Cabling questions


Hello all...
 I had the opportunity to pick up a pair of Monitor Audio Silver 8’s at a ridiculous price. One speaker was missing the jumper plates but I was able to rig one up from another speaker just to get an idea of how they sound. I am pretty impressed with them.

My question is the best way to make up for the missing jumper. I’ve read in these forums that it seems many of you prefer jumper cabling over bi wire.

Option 1: find a jumper plate to replace the missing ones. (This would be the poorest option as far as sound reproduction from what I read)
Option 2: purchase bi wire cables. (Any suggestions of a moderately priced set)
Option 3: keep my present cables and purchase jumpers.
Option 4: purchase new speaker cables and matching jumpers

I am running the speakers with a Yamaha RX-A830 with 30 year old Kimber Kable 4tc

I appreciate your help. 
128x128granburyspring
Thanks!
I’m going to strip the wires and try your suggestion. 
Perhaps I should start a new post and ask for suggestions on an amp.

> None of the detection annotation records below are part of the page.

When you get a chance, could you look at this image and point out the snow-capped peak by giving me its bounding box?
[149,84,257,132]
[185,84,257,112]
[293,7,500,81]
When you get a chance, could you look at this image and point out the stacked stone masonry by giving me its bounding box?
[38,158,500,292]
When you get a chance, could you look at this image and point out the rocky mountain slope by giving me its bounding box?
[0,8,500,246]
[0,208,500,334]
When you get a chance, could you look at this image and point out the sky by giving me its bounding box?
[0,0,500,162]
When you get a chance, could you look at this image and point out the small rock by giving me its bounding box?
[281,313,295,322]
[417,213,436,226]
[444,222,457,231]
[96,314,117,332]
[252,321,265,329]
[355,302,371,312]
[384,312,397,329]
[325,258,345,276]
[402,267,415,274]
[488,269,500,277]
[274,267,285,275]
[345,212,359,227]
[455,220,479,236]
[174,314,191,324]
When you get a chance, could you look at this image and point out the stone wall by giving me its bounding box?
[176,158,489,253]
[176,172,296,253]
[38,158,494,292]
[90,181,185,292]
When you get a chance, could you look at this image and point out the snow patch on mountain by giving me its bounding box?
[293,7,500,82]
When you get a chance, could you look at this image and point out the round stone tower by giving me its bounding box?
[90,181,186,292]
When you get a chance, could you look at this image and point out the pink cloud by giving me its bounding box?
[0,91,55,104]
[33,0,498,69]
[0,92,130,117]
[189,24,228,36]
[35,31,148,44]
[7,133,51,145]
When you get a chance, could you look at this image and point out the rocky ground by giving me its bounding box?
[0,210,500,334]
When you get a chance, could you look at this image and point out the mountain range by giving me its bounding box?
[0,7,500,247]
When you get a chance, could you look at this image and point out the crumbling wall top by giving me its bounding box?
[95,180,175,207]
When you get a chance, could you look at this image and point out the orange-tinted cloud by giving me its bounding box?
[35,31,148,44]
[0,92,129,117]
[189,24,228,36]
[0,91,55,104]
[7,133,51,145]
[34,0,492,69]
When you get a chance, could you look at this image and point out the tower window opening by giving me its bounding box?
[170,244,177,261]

I’m watching several on the sale site. 
For the time being, until you can afford the investment to replace your Yamaha with more musical components etc, I totally agree 110% with helomech's suggestion, that is the way to go assuming you like the sound of your Kimber Kable 4tc speaker cables. BTW, those speaker cables are still good sounding speaker cables regardless of their age.
Option 5: You can strip enough insulation off your cables to allow bridging the posts with a continuous length of wire, thereby eliminating separate jumpers altogether, and the additional lossy connection points you'd have with them. This makes for the least connection points and lowest possible impedance. As a bonus, it will cost you nothing.

To see what I'm referring to, reference the picture of the Quads in this thread:

https://www.avforums.com/threads/bi-wired-speakers.1556323/
Those are some good speakers, and frankly they are good enough that they will reward you significantly more if you drive them with something better than a mass market AVR.  If I were you, I'd focus the majority of my future audio dollars on a new preamp/amp or integrated amp.  Toward that end, and since you don't currently have expensive speaker cables, I'd recommend getting a short run of decent speaker cable and cut it into two short lengths to use as jumpers -- just strip the ends and poke them through the holes in your speaker binding posts and tighten them down.  Very cheap and easy, and they'll sound better than those awful stock jumpers.  Hope this helps, and congrats on the speakers. 
If you like the sound with your cables the cheapest option is eithr buy or make a jumper wire.